To explore the convergence of practices and people’s (roles) in the production of literary work on social media, we explored the practices and perceptions of festival participants during the first 2012 Twitter Fiction Festival. We explored the identification of the ‘Author as Artist’, ‘Tweeting as literary production and Retrieving the practice of fragmented writing’. We also considered ‘opportunities for curating literary narratives’ and the ‘reversing of literary communication from solitary writing practice to responsive performance’, that which enhances the ‘playful experimentation with literary communication practices.’
Social media is indeed contributing to a more social experience of reading and writing fiction, as is often claimed ~ implicitly or explicitly ~ by developers of social media. The opportunities for instant interaction and communication are making the various actors in the social system of literature increasingly visible.
Writers and readers have become more actively aware of each other. The opportunities for interaction and communication also have afforded the loss, or better, the lack of control over the narrative by the “author”.
In our work studying the cultural models of the experience that is the ‘Twitter Fiction Festival’, each participant responded to this fluidity of ‘being an author’ in a different way. While some made attempts to seize control over the narrative by carefully planning and affording readers the role of critics or “beta-readers”, others seemed to embrace the loss of control and opted for improvisation, experimentation, and social playfulness as a means of artistic co-creation. By employing the latter approach, producers of literary fiction can take advantage of the affordances of social media to recognize readers’ creative efforts, not as a tribute to their work, but as part of their work and the narrative world which they help to curate.
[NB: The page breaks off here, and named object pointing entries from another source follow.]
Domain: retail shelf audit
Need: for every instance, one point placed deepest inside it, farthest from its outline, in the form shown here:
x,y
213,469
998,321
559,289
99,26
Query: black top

Social media like Twitter and events like TFF is an “outlet” for literary producers’ creativity and urge to experiment with different forms of fictions writing. They present to producers an opportunity to try out something new, which mostly involves repurposing existing styles and techniques for creating fiction in a digital context. The descriptions and reflections of the participants clearly showed that fiction writing on social media involves much more than “mere words”. It involves an intricate mix of various modalities, such as images, videos, and sounds, but also hyperlinks, hashtags, mentions and retweets.
Participants who incorporate these mixed modalities in their work are inspired to contemplate the expectations related to traditional labels “writer” and “author”. The participants suggest that labels such as literary “artist” can help to broaden the interpretations and expectations of what is considered literary fiction.
The label “artist” serves as form of recognition of extended skillset required to create literary fiction in a social media environment where embodiment, responsiveness, timing and ingenuity are key qualities.